Question

For a "positive definite" square matrix, the TRUE statement is

• A. the matrix is singular.
• B. all the eigen values of the matrix are greater than zero.
• C. all the eigen values of the matrix are zero.
• D. some of the eigen values can be less than zero.

Hint:

Positive definite matrices are always symmetric, always invertible, and always have strictly positive eigenvalues.

Answer 1

The Correct Option is B

A square matrix \(A\) is defined as positive definite if it satisfies the fundamental condition: \[ x^{T} A x > 0 \text{for all non-zero vectors } x. \] This is a strong condition that imposes strict requirements on the eigenvalues of the matrix.
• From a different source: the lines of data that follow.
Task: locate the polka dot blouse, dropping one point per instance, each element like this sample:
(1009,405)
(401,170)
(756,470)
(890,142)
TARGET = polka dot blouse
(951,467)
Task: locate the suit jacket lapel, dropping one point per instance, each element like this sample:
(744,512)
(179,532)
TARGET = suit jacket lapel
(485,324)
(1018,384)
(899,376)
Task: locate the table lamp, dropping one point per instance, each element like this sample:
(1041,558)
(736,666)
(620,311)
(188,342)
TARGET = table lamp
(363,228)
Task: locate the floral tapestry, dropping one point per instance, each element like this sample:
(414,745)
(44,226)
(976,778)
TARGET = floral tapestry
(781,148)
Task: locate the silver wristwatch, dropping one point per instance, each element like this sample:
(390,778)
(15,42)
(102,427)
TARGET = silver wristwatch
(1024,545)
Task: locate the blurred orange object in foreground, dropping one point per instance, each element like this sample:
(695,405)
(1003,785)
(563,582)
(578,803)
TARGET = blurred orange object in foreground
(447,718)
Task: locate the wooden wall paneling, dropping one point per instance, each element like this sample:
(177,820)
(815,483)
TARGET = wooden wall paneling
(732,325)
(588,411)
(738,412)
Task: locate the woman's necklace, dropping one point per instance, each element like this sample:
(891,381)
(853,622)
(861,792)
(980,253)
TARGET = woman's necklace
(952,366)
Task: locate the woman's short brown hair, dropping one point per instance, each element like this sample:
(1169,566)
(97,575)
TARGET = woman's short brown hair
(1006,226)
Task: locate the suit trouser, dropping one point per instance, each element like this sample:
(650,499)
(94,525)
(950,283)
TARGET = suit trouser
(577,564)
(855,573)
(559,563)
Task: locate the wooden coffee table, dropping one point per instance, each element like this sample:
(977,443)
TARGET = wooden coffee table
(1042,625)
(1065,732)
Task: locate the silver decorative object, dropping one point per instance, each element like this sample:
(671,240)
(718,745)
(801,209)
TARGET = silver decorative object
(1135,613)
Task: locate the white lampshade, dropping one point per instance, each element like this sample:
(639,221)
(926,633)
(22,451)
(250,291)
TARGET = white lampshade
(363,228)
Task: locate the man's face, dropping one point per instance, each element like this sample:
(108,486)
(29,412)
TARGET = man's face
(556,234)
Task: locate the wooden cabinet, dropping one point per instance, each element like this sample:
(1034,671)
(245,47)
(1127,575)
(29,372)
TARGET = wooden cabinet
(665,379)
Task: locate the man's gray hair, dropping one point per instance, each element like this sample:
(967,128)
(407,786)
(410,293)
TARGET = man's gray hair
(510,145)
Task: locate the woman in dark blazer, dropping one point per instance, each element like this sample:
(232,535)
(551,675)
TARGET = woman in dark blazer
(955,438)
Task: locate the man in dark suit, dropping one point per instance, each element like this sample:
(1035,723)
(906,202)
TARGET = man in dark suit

To understand why eigenvalues must be positive, recall that any symmetric matrix can be decomposed through spectral decomposition as: \[ A = Q \Lambda Q^{T}, \] where \(Q\) is an orthogonal matrix of eigenvectors and \(\Lambda\) is a diagonal matrix of eigenvalues \(\lambda_i\). Substituting this into the quadratic form: \[ x^T A x = x^{T} Q \Lambda Q^{T} x = y^{T} \Lambda y = \sum_{i} \lambda_i y_i^2, \] where \(y = Q^{T} x\) is a non-zero vector. Since each term \(y_i^2\) is non-negative, the sum can only be strictly positive for all non-zero vectors if each \(\lambda_i > 0\). If:
- any eigenvalue is zero → the matrix becomes singular and not positive definite.
- any eigenvalue is negative → the quadratic form becomes negative along the corresponding eigenvector direction.
Therefore, all eigenvalues of a positive definite matrix must be strictly positive. That is why option (B) is correct.